La economía digital tiene una cara invisible que empieza a preocupar a los analistas energéticos. Mientras millones de usuarios deslizan pantallas, dan “likes” y publican vídeos, un entramado de centros de datos, redes de transmisión y dispositivos electrónicos sostiene —a costa de una demanda eléctrica creciente— la infraestructura que hace posible ese flujo constante de información. Hoy, las redes sociales consumen entre el 4 % y el 6 % de la electricidad global. Traducido en términos económicos, hablamos de un costo energético superior al de algunos países industrializados.

La economía del dato también paga la factura energética

El auge de plataformas como TikTok, Instagram y YouTube ha multiplicado la demanda de datos en proporciones inéditas. Cada segundo, millones de gigabytes viajan por cables submarinos y servidores que requieren electricidad para operar, almacenar y refrigerar. Según la International Telecommunication Union (ITU), en 2023, solo 164 grandes empresas digitales declararon un consumo de 581 TWh: el 2,1 % de toda la electricidad utilizada en el planeta. Para ponerlo en perspectiva, es más que el consumo anual combinado de Noruega y Finlandia.

El problema no se limita a la operación. Detrás de cada dispositivo que usamos hay una cadena de suministro energética. Extracción de litio, fabricación, transporte y mantenimiento. La factura se amplía con cada nuevo modelo de smartphone o con cada tendencia que empuja a los usuarios a renovar sus equipos.

Un sector que crece más rápido que las políticas

El Parlamento del Reino Unido calcula que el conjunto del ecosistema digital —infraestructuras, centros de datos y terminales de usuario— genera entre el 2 % y el 3 % de las emisiones globales de gases de efecto invernadero. Esa cifra podría duplicarse antes de 2030 si no se adoptan medidas de eficiencia. En términos macroeconómicos, el sector digital se ha convertido en un consumidor de energía comparable al transporte aéreo, pero sin los mismos controles regulatorios.

Para las economías emergentes, el desafío es doble: aprovechar el impulso del crecimiento digital sin agravar los déficits energéticos. En regiones donde la matriz eléctrica sigue dependiendo de combustibles fósiles, la expansión de la conectividad puede traducirse en mayores costos para los sistemas nacionales.

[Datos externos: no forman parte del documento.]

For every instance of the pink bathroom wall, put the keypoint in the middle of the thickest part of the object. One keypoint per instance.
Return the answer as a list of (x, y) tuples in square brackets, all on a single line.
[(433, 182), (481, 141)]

Sostenibilidad digital, de la conciencia al modelo de negocio

Empresas tecnológicas y gobiernos comienzan a incorporar la “eficiencia de datos” como variable económica. Los centros de datos de nueva generación —alimentados con energía solar o eólica— ya forman parte de estrategias corporativas que buscan reducir gastos operativos y emisiones. No se trata solo de responsabilidad ambiental, sino de rentabilidad: la electricidad representa entre el 20 % y el 40 % del gasto operativo de las grandes plataformas.

Mercè Botella, fundadora de la cooperativa de telecomunicaciones Somos Conexión, lo resume así: “Cada publicación tiene un coste energético real, desde el almacenamiento en servidores hasta la transmisión de datos. No se trata de abandonar las redes, sino de usarlas con conciencia”. Ese cambio de paradigma, afirma, puede trasladarse también al terreno económico. “Menos horas conectadas implican menos consumo eléctrico y, en consecuencia, menor presión sobre la infraestructura energética global”.

El futuro del consumo digital pasa factura energética

La reducción del streaming innecesario, la optimización del almacenamiento en la nube y la extensión de la vida útil de los dispositivos aparecen como estrategias básicas para contener la escalada energética del sector. En paralelo, las compañías que apuesten por un modelo digital más eficiente podrían ganar una ventaja competitiva significativa, ya que, a menores costes, mejor reputación y cumplimiento anticipado de normativas ambientales.

A largo plazo, la economía de Internet deberá ajustarse a un principio simple pero ineludible: la energía no es infinita. Y mientras los usuarios sigan midiendo el valor de lo digital en “likes” o reproducciones, los kilovatios seguirán siendo la moneda silenciosa que mantiene encendida la conversación global.